Key enzyme-encoding genes involved in JA biosynthesis responded to the treatments of AMF, MeJA and SHAM, and were differentially expressed ( Supplementary Table 12 ). PnLOX-1 and PnLOX-3 significantly upregulated their expression levels in response to AMF, and the relative expression levels of PnLOX-2 and PnOPR-1 increased under MeJA and AMF-SHAM. In general, the effects of AMF, MeJA and AMF-SHAM on the expression of key enzyme-encoding genes were not exactly the same, thereafter affecting the endogenous concentrations of JAs.

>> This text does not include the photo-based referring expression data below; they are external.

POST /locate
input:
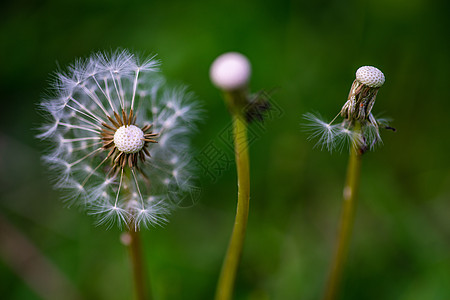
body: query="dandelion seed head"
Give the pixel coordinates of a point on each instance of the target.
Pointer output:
(119, 132)
(230, 71)
(370, 76)
(129, 139)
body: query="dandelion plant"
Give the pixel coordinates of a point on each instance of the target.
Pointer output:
(230, 72)
(119, 144)
(359, 130)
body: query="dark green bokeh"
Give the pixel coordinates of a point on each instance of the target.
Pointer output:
(309, 51)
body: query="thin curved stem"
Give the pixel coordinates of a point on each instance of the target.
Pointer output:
(227, 277)
(141, 282)
(346, 221)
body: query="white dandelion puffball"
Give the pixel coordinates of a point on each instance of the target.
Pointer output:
(119, 138)
(230, 71)
(370, 76)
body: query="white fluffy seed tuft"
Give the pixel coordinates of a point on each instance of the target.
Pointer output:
(129, 139)
(230, 71)
(370, 76)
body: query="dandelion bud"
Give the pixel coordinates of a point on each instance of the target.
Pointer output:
(370, 76)
(230, 71)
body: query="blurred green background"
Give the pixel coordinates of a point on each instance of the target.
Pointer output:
(307, 50)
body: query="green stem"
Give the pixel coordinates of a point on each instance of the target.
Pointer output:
(227, 277)
(138, 264)
(346, 221)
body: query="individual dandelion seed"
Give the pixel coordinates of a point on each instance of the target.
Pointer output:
(119, 138)
(359, 128)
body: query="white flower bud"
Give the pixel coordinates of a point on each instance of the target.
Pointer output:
(230, 71)
(370, 76)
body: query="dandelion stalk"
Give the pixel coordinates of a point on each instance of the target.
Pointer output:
(231, 72)
(141, 282)
(230, 265)
(347, 219)
(360, 130)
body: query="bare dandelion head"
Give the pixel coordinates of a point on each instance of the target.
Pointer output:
(356, 111)
(115, 128)
(230, 71)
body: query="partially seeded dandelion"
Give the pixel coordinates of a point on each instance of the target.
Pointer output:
(360, 131)
(119, 139)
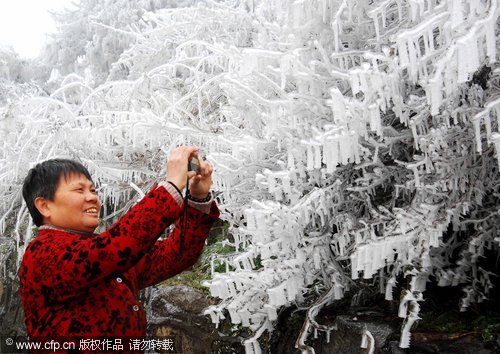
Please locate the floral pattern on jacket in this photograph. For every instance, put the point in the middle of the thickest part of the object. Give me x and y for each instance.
(79, 285)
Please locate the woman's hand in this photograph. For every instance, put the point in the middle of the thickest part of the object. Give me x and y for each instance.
(177, 166)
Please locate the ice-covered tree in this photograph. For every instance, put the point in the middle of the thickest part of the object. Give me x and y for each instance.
(350, 139)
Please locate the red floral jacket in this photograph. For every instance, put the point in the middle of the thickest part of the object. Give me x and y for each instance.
(76, 285)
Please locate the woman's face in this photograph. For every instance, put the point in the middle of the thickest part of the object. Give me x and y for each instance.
(75, 205)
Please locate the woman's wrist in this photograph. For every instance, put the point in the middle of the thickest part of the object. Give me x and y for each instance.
(200, 198)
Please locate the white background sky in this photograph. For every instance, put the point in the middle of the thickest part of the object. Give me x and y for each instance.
(25, 23)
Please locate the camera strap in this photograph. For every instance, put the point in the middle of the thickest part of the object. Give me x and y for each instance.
(184, 220)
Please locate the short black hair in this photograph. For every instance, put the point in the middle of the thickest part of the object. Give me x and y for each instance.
(43, 180)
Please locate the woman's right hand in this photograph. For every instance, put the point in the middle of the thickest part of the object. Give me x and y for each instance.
(177, 165)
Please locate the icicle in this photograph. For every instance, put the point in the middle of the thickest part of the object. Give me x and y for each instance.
(368, 342)
(495, 138)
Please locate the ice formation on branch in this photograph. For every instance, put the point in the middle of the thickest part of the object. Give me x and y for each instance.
(351, 139)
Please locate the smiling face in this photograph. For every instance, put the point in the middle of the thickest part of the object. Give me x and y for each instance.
(75, 205)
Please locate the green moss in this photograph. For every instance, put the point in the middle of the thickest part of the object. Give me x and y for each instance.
(447, 322)
(489, 328)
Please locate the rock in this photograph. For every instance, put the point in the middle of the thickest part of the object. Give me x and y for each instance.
(347, 337)
(177, 311)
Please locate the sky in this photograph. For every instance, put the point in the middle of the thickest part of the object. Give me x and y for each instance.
(25, 23)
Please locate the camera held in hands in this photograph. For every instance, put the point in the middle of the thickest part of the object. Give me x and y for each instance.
(194, 165)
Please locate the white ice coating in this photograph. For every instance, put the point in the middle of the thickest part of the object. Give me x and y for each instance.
(294, 103)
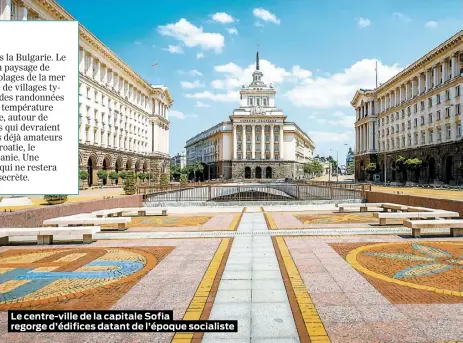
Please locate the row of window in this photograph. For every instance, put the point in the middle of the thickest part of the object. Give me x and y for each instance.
(426, 138)
(396, 129)
(396, 116)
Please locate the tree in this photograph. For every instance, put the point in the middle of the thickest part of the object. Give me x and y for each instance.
(350, 169)
(113, 176)
(130, 183)
(175, 172)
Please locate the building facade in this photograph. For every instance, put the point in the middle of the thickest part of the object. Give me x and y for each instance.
(415, 114)
(256, 142)
(179, 160)
(123, 121)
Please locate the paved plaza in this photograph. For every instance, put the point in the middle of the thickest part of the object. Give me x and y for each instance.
(286, 273)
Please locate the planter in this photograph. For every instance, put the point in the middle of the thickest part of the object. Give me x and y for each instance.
(56, 202)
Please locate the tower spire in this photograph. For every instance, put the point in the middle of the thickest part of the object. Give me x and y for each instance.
(257, 57)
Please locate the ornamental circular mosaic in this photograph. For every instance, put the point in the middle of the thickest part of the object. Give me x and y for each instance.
(432, 266)
(75, 278)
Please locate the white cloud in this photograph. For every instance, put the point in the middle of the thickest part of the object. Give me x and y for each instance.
(193, 36)
(191, 85)
(174, 49)
(331, 137)
(337, 90)
(338, 119)
(200, 104)
(265, 15)
(176, 114)
(363, 22)
(232, 31)
(229, 96)
(401, 17)
(223, 18)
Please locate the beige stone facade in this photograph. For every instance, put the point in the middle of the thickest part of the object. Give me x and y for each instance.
(415, 114)
(123, 120)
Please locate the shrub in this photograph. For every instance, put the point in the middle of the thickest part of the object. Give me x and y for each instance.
(123, 174)
(164, 180)
(53, 197)
(413, 163)
(130, 184)
(102, 174)
(371, 168)
(83, 175)
(114, 175)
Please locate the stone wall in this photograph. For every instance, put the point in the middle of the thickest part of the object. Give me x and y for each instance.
(411, 200)
(34, 217)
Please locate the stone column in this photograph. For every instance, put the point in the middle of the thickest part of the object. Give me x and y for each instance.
(22, 11)
(436, 75)
(262, 142)
(244, 142)
(235, 143)
(253, 142)
(5, 10)
(445, 68)
(455, 66)
(272, 142)
(420, 84)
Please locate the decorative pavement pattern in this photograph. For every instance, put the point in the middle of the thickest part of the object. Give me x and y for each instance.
(90, 278)
(362, 285)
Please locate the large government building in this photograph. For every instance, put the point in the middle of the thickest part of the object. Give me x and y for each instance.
(123, 119)
(257, 141)
(415, 114)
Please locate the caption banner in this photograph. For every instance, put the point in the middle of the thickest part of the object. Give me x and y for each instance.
(111, 321)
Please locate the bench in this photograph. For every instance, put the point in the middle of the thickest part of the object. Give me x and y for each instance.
(119, 211)
(45, 235)
(413, 215)
(87, 221)
(455, 226)
(362, 206)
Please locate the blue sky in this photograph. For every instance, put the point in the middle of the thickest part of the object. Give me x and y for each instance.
(316, 53)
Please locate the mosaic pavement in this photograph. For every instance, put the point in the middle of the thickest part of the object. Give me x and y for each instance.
(342, 288)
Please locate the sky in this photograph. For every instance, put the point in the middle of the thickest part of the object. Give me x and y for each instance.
(315, 53)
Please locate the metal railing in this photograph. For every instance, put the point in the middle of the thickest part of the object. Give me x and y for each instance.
(256, 192)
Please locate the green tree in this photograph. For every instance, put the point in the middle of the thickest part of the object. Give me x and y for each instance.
(175, 172)
(113, 176)
(164, 180)
(350, 169)
(130, 184)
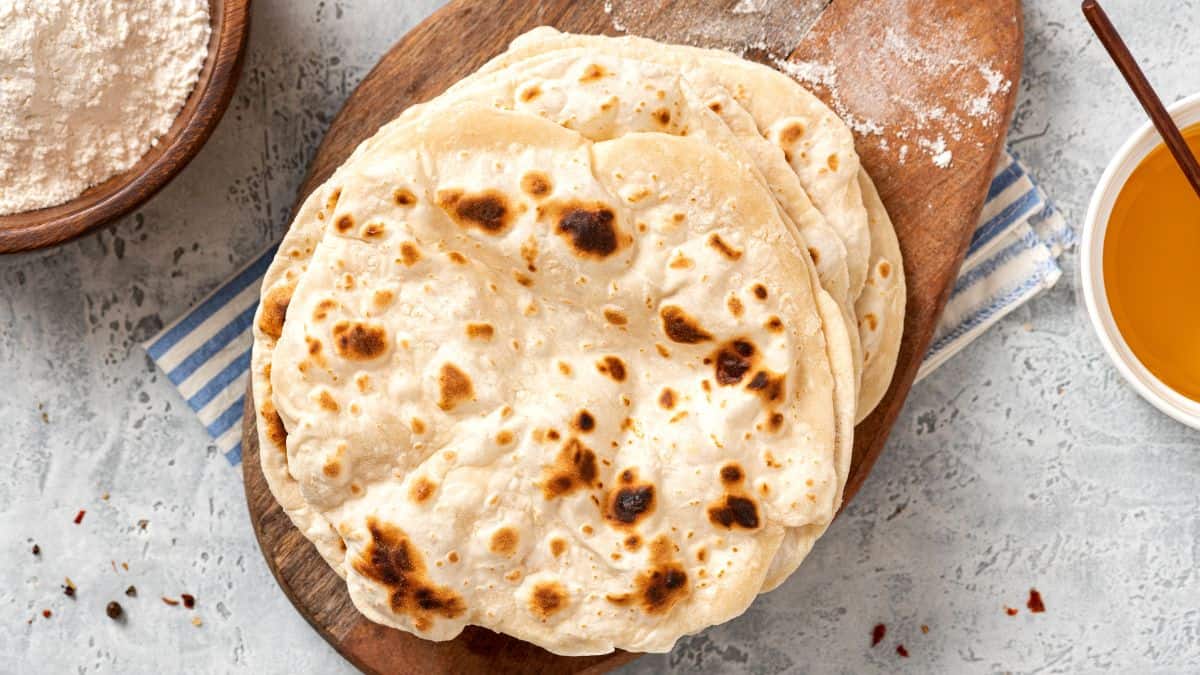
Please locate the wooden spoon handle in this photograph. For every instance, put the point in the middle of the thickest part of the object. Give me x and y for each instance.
(1143, 90)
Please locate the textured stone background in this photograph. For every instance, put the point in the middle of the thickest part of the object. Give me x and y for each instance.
(1025, 461)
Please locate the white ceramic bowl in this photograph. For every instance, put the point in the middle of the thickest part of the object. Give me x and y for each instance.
(1186, 113)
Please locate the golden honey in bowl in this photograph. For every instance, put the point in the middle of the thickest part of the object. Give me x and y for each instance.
(1152, 268)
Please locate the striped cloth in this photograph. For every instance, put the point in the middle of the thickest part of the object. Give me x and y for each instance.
(1012, 257)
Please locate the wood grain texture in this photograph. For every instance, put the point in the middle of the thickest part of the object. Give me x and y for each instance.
(126, 191)
(935, 210)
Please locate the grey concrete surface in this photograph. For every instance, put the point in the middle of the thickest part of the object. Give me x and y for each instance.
(1024, 463)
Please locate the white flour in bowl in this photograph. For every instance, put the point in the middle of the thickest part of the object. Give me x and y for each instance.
(87, 88)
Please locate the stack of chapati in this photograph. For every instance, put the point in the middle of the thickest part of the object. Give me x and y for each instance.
(575, 351)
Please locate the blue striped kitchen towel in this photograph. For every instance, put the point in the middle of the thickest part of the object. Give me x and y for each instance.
(1012, 257)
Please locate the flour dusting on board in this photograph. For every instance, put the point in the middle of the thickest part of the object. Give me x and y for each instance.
(748, 25)
(869, 105)
(880, 96)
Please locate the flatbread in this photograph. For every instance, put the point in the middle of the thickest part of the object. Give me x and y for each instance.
(568, 88)
(475, 369)
(881, 305)
(819, 147)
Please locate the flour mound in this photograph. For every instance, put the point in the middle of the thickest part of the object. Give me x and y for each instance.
(87, 88)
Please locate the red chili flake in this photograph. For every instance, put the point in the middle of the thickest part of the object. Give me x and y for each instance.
(1036, 604)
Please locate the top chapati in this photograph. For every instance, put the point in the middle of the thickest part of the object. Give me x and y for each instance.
(498, 287)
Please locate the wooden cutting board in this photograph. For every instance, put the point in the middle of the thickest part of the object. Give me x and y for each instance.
(928, 85)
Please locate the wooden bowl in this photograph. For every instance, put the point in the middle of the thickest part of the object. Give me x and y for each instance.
(125, 191)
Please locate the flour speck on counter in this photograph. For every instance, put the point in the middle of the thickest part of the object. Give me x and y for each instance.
(87, 88)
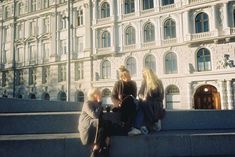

As shown in Figure 7A , there was a high correlation between expression levels of DEGs involved in notoginsenoside synthesis and activities of key enzymes that catalyzes the synthesis of saponins and JAs. Obviously, the contents of five monomeric saponins and PNSs and the concentrations of JAs were closely related to activities of key enzymes SS, SE, CYP450, GT, AOC and LOX ( Figure 7B ). In addition, expression levels of DEGs were also well correlated with contents of saponins and JAs ( Figure 7C). These results fully showed that JAs mediated the synthesis of saponins and responded to the induction of AMF that representing by DEGs. Pearson’s correlation results showed there were generally high correlation among DEGs or key enzyme activities.